All the while, the computer counted down, each second seeming to come faster than the last. Before the final instant ticked away, the computer droned, “Initiating EMP counter-measures.” With that, a strange electrical surge ran down the length of Mal’s spine, along his nanotech arms, and out to the tips of his fingers.

The man renamed Cestus by the government didn’t have time to wonder what precisely his systems were doing, or if they’d work, as the forward concussion wave from Pyroclast’s detonation picked up his muscular body and tossed it fifteen feet into the air like a rag doll.

Mal realized he must have blacked out because he found himself lying stretched out on cracked pavement, surrounded by the overturned husks of old tan-colored tanks and armored-personnel carriers. Even his metallic arms hurt. Sitting up, Mal’s chest burned as he was wracked with a fit of coughing that filled his mouth with the coppery taste of blood.

Sore, tired, covered in burns and nothing else, Mal made his way slowly to where Zuz waited for him at the edge of the explosion’s blast radius.

The bald conspiracy-buff was looking daggers at his friend as Mal stumbled slowly over to the car and struggled to force the dented, nearly concave passenger’s side door open.
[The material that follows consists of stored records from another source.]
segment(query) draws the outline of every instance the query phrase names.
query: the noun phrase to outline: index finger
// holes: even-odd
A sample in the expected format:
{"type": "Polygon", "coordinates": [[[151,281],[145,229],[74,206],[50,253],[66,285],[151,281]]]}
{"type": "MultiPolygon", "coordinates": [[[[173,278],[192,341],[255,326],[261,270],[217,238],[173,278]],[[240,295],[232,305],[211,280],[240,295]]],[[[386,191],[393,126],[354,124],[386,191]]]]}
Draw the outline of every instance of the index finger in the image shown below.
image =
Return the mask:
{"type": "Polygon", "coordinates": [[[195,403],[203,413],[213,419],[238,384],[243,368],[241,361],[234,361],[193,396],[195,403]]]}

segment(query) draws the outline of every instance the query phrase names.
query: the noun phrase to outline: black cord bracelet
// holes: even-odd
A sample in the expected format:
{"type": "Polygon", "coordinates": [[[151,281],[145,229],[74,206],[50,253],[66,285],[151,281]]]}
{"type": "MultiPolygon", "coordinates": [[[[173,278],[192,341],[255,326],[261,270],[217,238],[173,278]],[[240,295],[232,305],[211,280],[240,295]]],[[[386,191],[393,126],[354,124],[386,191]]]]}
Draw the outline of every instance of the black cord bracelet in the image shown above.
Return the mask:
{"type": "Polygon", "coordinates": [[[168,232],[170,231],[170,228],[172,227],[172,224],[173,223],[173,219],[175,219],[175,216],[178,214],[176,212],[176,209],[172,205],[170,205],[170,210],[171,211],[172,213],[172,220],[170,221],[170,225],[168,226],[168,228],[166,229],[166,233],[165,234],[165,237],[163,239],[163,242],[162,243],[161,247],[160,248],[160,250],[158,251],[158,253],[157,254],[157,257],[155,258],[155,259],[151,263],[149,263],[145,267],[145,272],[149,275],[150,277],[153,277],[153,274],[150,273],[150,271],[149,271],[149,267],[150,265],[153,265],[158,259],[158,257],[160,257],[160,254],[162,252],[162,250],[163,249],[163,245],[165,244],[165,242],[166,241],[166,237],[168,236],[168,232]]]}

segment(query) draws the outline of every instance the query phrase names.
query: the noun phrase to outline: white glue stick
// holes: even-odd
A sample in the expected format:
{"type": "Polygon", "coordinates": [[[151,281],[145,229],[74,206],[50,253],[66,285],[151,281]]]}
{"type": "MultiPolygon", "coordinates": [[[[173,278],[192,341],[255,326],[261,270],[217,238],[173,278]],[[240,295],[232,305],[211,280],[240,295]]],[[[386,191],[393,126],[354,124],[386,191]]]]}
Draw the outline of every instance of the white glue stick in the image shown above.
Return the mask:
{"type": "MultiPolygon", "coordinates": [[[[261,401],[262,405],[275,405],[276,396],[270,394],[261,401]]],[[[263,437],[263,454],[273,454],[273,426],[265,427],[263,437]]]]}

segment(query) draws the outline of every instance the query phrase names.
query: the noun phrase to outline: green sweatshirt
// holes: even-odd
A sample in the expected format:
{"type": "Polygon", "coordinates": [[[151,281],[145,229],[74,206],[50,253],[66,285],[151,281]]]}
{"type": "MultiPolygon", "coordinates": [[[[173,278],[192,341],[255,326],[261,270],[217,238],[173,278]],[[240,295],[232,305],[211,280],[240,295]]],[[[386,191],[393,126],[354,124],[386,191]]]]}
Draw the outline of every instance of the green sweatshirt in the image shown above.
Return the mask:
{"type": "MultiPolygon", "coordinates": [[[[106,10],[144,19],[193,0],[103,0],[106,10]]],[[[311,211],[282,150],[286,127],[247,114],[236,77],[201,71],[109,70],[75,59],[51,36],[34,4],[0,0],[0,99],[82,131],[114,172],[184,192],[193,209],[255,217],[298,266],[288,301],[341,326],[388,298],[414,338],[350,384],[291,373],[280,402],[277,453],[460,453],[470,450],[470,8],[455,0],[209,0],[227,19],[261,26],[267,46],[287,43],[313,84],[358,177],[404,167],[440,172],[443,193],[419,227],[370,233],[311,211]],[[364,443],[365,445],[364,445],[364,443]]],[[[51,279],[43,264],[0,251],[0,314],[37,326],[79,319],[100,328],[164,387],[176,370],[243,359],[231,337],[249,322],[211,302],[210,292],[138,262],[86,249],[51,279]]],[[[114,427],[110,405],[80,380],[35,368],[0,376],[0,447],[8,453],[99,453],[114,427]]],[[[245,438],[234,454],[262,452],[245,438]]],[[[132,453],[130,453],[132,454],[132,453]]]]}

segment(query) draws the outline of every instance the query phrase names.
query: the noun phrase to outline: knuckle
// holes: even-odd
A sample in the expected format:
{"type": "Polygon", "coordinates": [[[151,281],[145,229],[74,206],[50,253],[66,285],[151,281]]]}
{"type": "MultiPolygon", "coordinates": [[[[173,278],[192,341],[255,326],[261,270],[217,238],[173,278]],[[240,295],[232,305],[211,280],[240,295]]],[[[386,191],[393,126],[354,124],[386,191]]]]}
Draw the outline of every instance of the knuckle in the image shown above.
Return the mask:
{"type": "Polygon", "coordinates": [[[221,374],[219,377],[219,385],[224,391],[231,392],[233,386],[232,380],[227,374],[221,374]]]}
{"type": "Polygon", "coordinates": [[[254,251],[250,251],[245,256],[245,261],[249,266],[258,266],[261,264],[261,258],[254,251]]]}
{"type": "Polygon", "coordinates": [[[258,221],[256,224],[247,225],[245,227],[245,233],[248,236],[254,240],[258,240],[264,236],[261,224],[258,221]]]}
Zuz’s angry eyes continued as the cyborg slumped down into the seat next to him and pulled the tiny level that allowed him to sit back, resting.

“You owe me a radio, Mal,” spat the man as he started the car up and pulled away from the devastation behind them. “A good one.”

Mal lifted the forearm he’d decided to shade his face from the sun with and squinted at Zuz, puzzled.

“Forgive me if I’m a bit dense from the nuclear explosion and all, but what on God’s green Earth are you talking about?”

“You owe me a new radio,” repeated Zuz.

Seeing that Mal needed more of an explanation, he pushed the power button for the device set into the car’s dashboard. Nothing happened.

“I was listening to the news—keeping my ear to the ground for intel—when everything blew up and the radio died. Hence, you owe me a radio,” said Zuz.

Mal was dumbfounded.

“So you’re saying it’s my fault that your radio shorted out from the explosion? And that I have to buy you a new one?”

Zuz nodded enthusiastically.

Grinding the warm metal of his palm into his right eye socket, Mal sighed.

“Please, Zuz, for both our sake’s, shut up and drive,” said Mal, stretching out as much as he could in the tiny car and closing his eyes. “We need to find Kristin.”

“Sure thing,” responded Zuz who remained silent for almost thirty full seconds before speaking up once more. “Hey, Mal…”

The sound of his friend’s voice grated along the ends of every nerve in the cyborg’s exhausted body.

“What…Is…It…Zuz?” asked Mal, exasperated. As if on cue, the computerized portion of his brain began listing the nearly one hundred ways the driver could be killed from Mal’s current seated position.

“Why aren’t you wearing any pants?”

CHAPTER 15

 

There was very little in life Gordon Kiesling hated more than having to report to his so-called superiors. Sure, some of them were nice enough, and a few were downright pleasant in some circumstances, but the idea that he, the head of one of the most powerful black-ops organizations in the world, should have to answer to pencil-pushers from D.C. flat out pissed him off.

There were days Kiesling wished he could just have every politician in the country taken out and shot.

Sitting there in a tiny, windowless waiting room on an incredibly tacky pleather sofa, face-to-face with the man most identified on organization charts as his ‘boss,’ Kiesling was experiencing one of those days.